Banks's lyrics have always borne a certain opaque, fanciful yearning, but they were always much more subdued too, both in their descriptive aloofness and in the mix itself. Here it's the rhythm section — the infinitely nuanced skeleton that makes Interpol more interesting than their soundalikes (observe drummer Sam Fogarino's meticulous control on "Pioneer") — that takes the back seat most often while Banks, more lusty, less paranoid, courts subjects that would make his old narrator blush. This is more troublesome than his celestial-sized reveries, not in terms of taste but in terms of persona. Is it the singer's self-congratulatory jadedness or the infectious swagger behind it that makes "Rest My Chemistry" sound so foreign and decadent? What do you make of a song called "No I in Threesome" from a band whose humorlessness is all but legendary?
Still, the lyrics aren't the issue, just as the strings and the oboe and the move to Capitol and the abandoned red-white-and-black color scheme aren't the issue.

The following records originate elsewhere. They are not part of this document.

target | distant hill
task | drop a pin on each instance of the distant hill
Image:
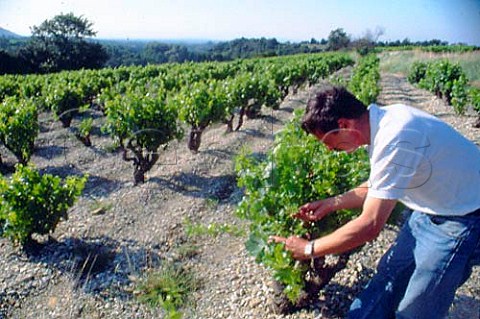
(4, 33)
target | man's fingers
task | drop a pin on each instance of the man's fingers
(277, 239)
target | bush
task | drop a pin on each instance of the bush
(31, 203)
(19, 127)
(298, 170)
(417, 72)
(364, 81)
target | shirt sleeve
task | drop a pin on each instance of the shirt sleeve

Familiarity breeds contempt, but that's not the issue either, because in a strange way Our Love To Admire isn't familiar enough. The quality of the album isn't the issue, it's the qualities, the contradictions, the duplicity: it's what makes it as durable a listen as ever, but oddly empty when it comes to empathy. Sunshine warped this record, not in the realization but in the conception. It reads like a revision rather than an elaboration, like the band opted to tamper with its elemental makeup instead of articulating a feeling, a desire, a place. Only the rare great record does both at once, but it's not clear that this one does either.